Die Wut der unteren Klassen
Robert Misik in FALTER 42/2024 vom 18.10.2024 (S. 18)
Menschen aus der Arbeiterklasse haben an ihrem Körper "Arbeitsnarben","Klassennarben"; jene aus der Mittel-und Oberschicht eher "Freizeitnarben","Hobbynarben", etwa vom Sport. "Die Fälle, in denen körperliche Arbeit nicht gut ausgeht, sind es, die die Lebensläufe vieler Menschen in der unteren Klasse bestimmen", schreibt Olivier David in seinem Großessay "Von der namenlosen Menge", der die Lebenswelten und Verwundungen der arbeitenden Klassen und der Unterschichten seziert. Das frühe Sterben, die Abnutzung, die psychischen Bedrängungen, die mentalen Krankheiten, das Nur-eine-Nummer-Sein, eben: Namenlossein.

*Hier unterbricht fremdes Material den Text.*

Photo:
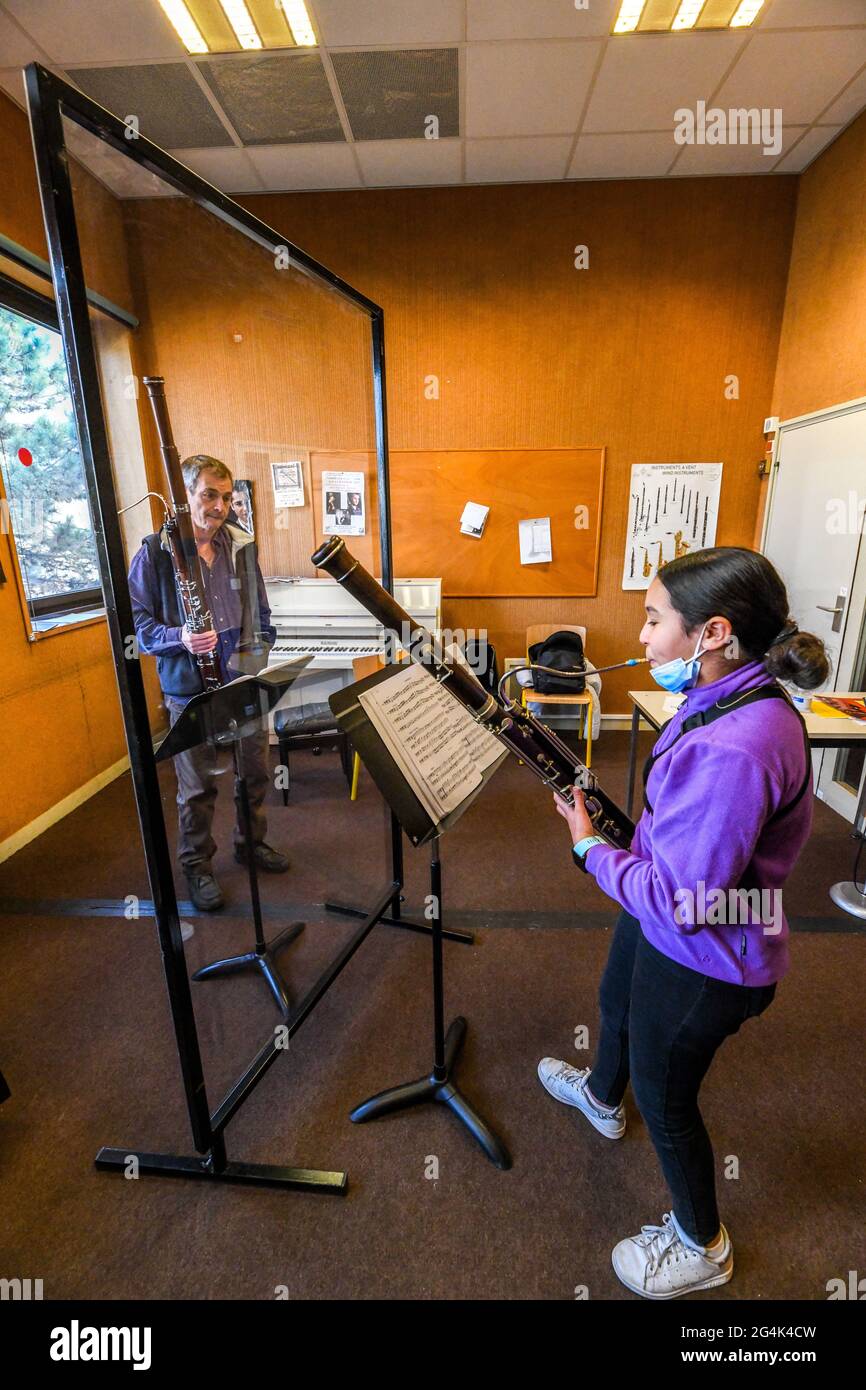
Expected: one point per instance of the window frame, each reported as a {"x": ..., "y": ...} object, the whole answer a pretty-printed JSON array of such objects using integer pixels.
[{"x": 52, "y": 612}]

Olivier Davids Buch ist mehr als eine teilnehmende Beobachtung. David spricht von "meinen Leuten". Selbst ist er in Hamburg in den sogenannten "schlechten Vierteln" aufgewachsen. Straßenkind. Seine Eltern arm, gestrandet. Drogen sind im Spiel, regelmäßige Gefängnisaufenthalte des Vaters. Schon die Großeltern immer in diesem Milieu. Es sind seine Realitäten, und er kennt die Mentalitäten. "Ein Ertrinkender denkt in aller Regel nicht wohlwollend oder voller Schmerz an andere Ertrinkende, dafür ist er zu sehr mit seinem eigenen Ertrinken beschäftigt." Die Ressourcen an Solidarität sind endlich.
David kennt aber auch die anderen Welten: Seine Mutter gibt ihn in eine Waldorf-Schule, die er irgendwann schmeißt. Je nach Milieu ist er ein anderer.
Davids zorniges Buch reiht sich in das autofiktionale Schreiben ein, das heute mit Namen wie Annie Ernaux, Didier Eribon oder Edouard Louis verbunden ist, eine Textgattung, die manchmal auch als Arbeiterklassenliteratur beschrieben wird, aber oft eigentlich eine "Wie ich die Arbeiterklasse verlassen habe"-Literatur ist.
Bei David ist das alles härter, noch näher dran, damit auch ohne Sentimentalitäten und weniger Ich-Umkreisung. Über sich selbst sagt er ganz ungeschützt: "Ich trage eine Wut in mir." Die ist bei ihm mit einer guten Portion an Selbstreflexion verbunden.